NOTE: This cookbook is identical to the single-turn converastion cookbook, except that the chain & configuration are changed to support multi-turn conversations.

This cookbook creates a multi-turn conversation capable RAG chain with PDF files stored in a UC Volume.

Create a UC Volume with PDF files

Create a UC Volume and load PDF files. You can use the PDFs from the directory sample_pdfs to get started quickly - these PDFs are a few recent research papers from Matei's lab.

Create a Vector Index

Open and follow the steps in the notebook 1_load_pdf_to_vector_index to load PDF files from the UC Volume to a Vector Index. The sample notebook uses the BGE embedding model hosted on FMAPI.

Prototype a RAG Chain

  1. Open the notebook 2_rag_chain_multi_turn and run the code locally to test the chain. This chain uses the Databricks-DBRX-Instruct model hosted on FMAPI.

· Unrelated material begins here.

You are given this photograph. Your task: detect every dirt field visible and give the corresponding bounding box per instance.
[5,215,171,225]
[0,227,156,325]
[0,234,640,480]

Log, evaluate, deploy a RAG Chain

  1. Take the JSON output from the last cell in the 1_load_pdf_to_vector_index notebook and overwrite the baseline_config in Cell 17 of 3_multi_turn_pdf_driver_notebook.py configuration so your chain will be logged with the configuration of the vector index you just created.

    • Pro tip: Modify the prompts here to try improving the quality of the RAG chain!
  2. Run all cells in this notebook to log, evaluate, and deploy this chain!

  3. Share the deployed Review App with your users to interact with the chain and provide feedback.